しかし、その歌詞にはいつも、努めて明るくふるまっている強がりの姿が見え隠れする。「時代」は、“そんな時代もあったねと、いつか話せる日がくるわ、あんな時代もあったねと、きっと話せる日がくるわ、だから今日はくよくよしないで、今日の風に吹かれましょう”、今はつらいけど、そのうちよくなるという淡い希望を忍ばせて、今の自分の背中を押している強がりを感じる。

「地上の星」は、“見送られることもなく、見守られることもなく、地上にある星をだれも覚えていない”、ここにも孤独な自分を奮い立たせている自分の姿が感じられる。もちろん、NHKの看板ドキュメント番組「プロジェクトX挑戦者たち」の主題歌で、堂々たるメジャーな曲なのだ。しかし、この寂しさは、挑戦者たちに共通する孤独感、寂しさを表しているのだろうか。番組のほとんどは苦難への挑戦にハッピーエンドが待っているのだから、もっと明るくてもよいのではないか。

「空と君との間には」は、“君を泣かせたあいつの正体を僕は知っていた、引き留めた僕を君は振り払った”、いつも中島みゆきにとっての“僕”は、陰で耐え忍んでいる。これも、日本テレビ系ドラマ「家なき子」の主題歌だ。

「ファイト」は、“闘う君の唄を、闘わない奴等が笑うだろう、ファイト、冷たい水の中を、ふるえながら登っていけ”、この歌は、生命保険会社のCMソングで、野球少年がバットを振る場面のバックに流されている。
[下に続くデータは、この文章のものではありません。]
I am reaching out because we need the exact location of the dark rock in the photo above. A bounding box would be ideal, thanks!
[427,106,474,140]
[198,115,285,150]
明るい風景のはずが、ここには、見下された“君”が汗をかきながらではなく、冷たい水の中でもがいているように見える。

「狼になりたい」は、“夜明け間際の吉野屋では、・・・わらえるやつはいいよねあ、みんないいことしてやがんのにな、ビールはまだか、狼になりたい、いちどだけ”、ここでも、壊れそうな自分を抑えて、そして、自分を鼓舞し、馬鹿にするな、アイツら、今に見ていろ、と、つぶやいている“僕”がいる。

中島みゆきの歌は、恨み節といわれることが多いが、恨みというテーマは演歌でも多い。藤圭子の「夢は夜ひらく」は、“15,16,17と私の人生暗かった、過去はどんなに暗くとも、夢は夜ひらく”と、つぶやく。ここには特定の個人への恨みはない、“私”の過去の境遇に対する恨み言であっても、加害者を恨むのではなく、過去を振り返りながら、かすかな夢を見つけようとしている。

中島みゆきの歌は、いつも被害者の視点で加害者を眼前で見つめている。動こうとして動かない自分にコンプレックスを感じながら、“僕”は被害者として加害者を恨んでいるかのようだが、そこに加害者の姿は見えない。では、“僕”の被害妄想なのだろうか。中島みゆきの歌の世界は、被害者と加害者の対立状況を作り出しているが、加害者は姿を見せない。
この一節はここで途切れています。